Hi Julien,
This is the code for DBpedia Live. The English DBpedia uses an old branch
[1] but this code is improved and internationalized. For now it runs fine
for DBpedia Dutch (live.nl.dbpedia.org) and will be deployed for English
once I fix a few minor rough edges (Statistics generation & a changeset
generation bug).
I didn't have time to write a step-by-step guide for this. However, I could
help you deploy this for your language (btw, what language do you have in
mind?) and maybe you can help me document all the needed steps.
Cheers,
Dimitris
[1] https://github.com/dbpedia/extraction-framework/tree/live
On Mon, Apr 15, 2013 at 4:06 PM, Julien Plu <
[email protected]> wrote:
> I was exactly that, thank you very much Andrea :-)
>
> Now I will have another question, I saw during the Mavec build a tool
> called "Build DBPedia Live extraction 3.8" or something like that. Is-it
> the tool used for making a DBPedia live version ?
>
> If yes, where I can found some details on how to use it, and if it's
> possible to use it only for a language.
>
> Best.
>
> Julien.
>
>
>
>
> 2013/4/15 Andrea Di Menna <[email protected]>
>
>> Can you reach the above URL?
>> Are you behind a proxy which might block the connection? If this is the
>> case then you might want to uncomment the jvmArgs in the dump/pom.xml file
>> where the download launcher is defined.
>>
>> Cheers
>> Andrea
>>
>>
>> 2013/4/15 Julien Plu <[email protected]>
>>
>>> Yes it was that, so yes I think the doc should be review to add this
>>> detail. But now I have another problem while the tool try to download the
>>> file.

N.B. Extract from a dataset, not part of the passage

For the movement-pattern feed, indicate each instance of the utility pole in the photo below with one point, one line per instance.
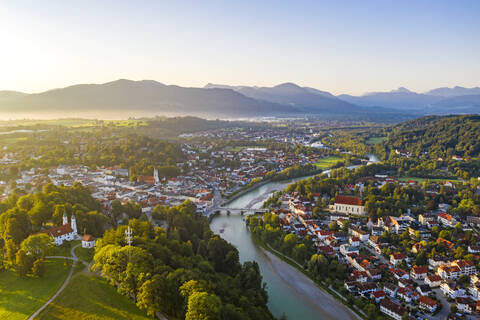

Here the output :
>>>
>>> [INFO] launcher 'download' selected =>
>>> org.dbpedia.extraction.dump.download.Download
>>> done: 0 -
>>> todo: 2 - wiki=commons,locale=en,wiki=fr,locale=fr
>>> downloading 'http://dumps.wikimedia.org/commonswiki/' to
>>> '/home/jplu/extraction-framework/dump/dumps/commonswiki/index.html'
>>> 1 of 5 attempts to download 'http://dumps.wikimedia.org/commonswiki/'
>>> to '/home/jplu/extraction-framework/dump/dumps/commonswiki/index.html'
>>> failed - java.net.UnknownHostException: dumps.wikimedia.org
>>> downloading 'http://dumps.wikimedia.org/commonswiki/' to
>>> '/home/jplu/extraction-framework/dump/dumps/commonswiki/index.html'
>>> 2 of 5 attempts to download 'http://dumps.wikimedia.org/commonswiki/'
>>> to '/home/jplu/extraction-framework/dump/dumps/commonswiki/index.html'
>>> failed - java.net.UnknownHostException: dumps.wikimedia.org
>>> downloading 'http://dumps.wikimedia.org/commonswiki/' to
>>> '/home/jplu/extraction-framework/dump/dumps/commonswiki/index.html'
>>> 3 of 5 attempts to download 'http://dumps.wikimedia.org/commonswiki/'
>>> to '/home/jplu/extraction-framework/dump/dumps/commonswiki/index.html'
>>> failed - java.net.UnknownHostException: dumps.wikimedia.org
>>> downloading 'http://dumps.wikimedia.org/commonswiki/' to
>>> '/home/jplu/extraction-framework/dump/dumps/commonswiki/index.html'
>>> 4 of 5 attempts to download 'http://dumps.wikimedia.org/commonswiki/'
>>> to '/home/jplu/extraction-framework/dump/dumps/commonswiki/index.html'
>>> failed - java.net.UnknownHostException: dumps.wikimedia.org
>>> downloading 'http://dumps.wikimedia.org/commonswiki/' to
>>> '/home/jplu/extraction-framework/dump/dumps/commonswiki/index.html'
>>> 5 of 5 attempts to download 'http://dumps.wikimedia.org/commonswiki/'
>>> to '/home/jplu/extraction-framework/dump/dumps/commonswiki/index.html'
>>> failed - java.net.UnknownHostException: dumps.wikimedia.org
>>> java.lang.reflect.InvocationTargetException
>>> at sun.reflect.NativeMethodAccessorImpl.invoke0(Native Method)
>>> at
>>> sun.reflect.NativeMethodAccessorImpl.invoke(NativeMethodAccessorImpl.java:57)
>>> at
>>> sun.reflect.DelegatingMethodAccessorImpl.invoke(DelegatingMethodAccessorImpl.java:43)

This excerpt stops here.